1928年、サンフランシスコ。ピンカートン探偵社を辞め、作家として糊口をしのいでいるダシール・ハメットのもとに昔の同僚がやってきた。腐敗した市政浄化のための調査に力を貸してほしいというのだが、その直後、彼は無残な死体となって発見される。はたして街を牛耳るギャングの仕業か?旧友殺しの犯人探しに乗り出したハメットの前に、やがて妖しい女の影が…
(「BOOK」データベースより)
職業としての探偵を経てミステリ作家になった共通の過去もあってか、ゴアズのハメットへの傾倒は相当なものだ。「スペード&アーチャー探偵事務所」と「マルタの鷹」の相関もすごかったけれど、タイトルもそのものズバリの「ハメット」を再読すると、魔都サンフランシスコの描き方など、ハメットの世界がみごとに展開されている。彼の事件に対する苦悩と創作の呻吟がクロスするあたりはハメットに淫しているゴアズならではの技。

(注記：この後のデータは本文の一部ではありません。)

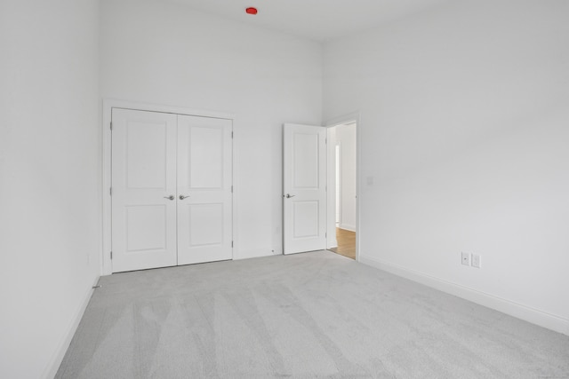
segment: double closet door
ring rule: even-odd
[[[113,272],[232,258],[231,129],[113,109]]]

関係ないけどウチの学校のALTはチャイニーズアメリカンで
「すると鉄道建設のためにきみの先祖はアメリカに移民してきたのかな」
「まさしく」
ということなので、彼のおじいさんは二十世紀初頭の西海岸の魅力と、同時に移民としての屈辱を味わったのだろう。「ハメット」の世界。まさしく。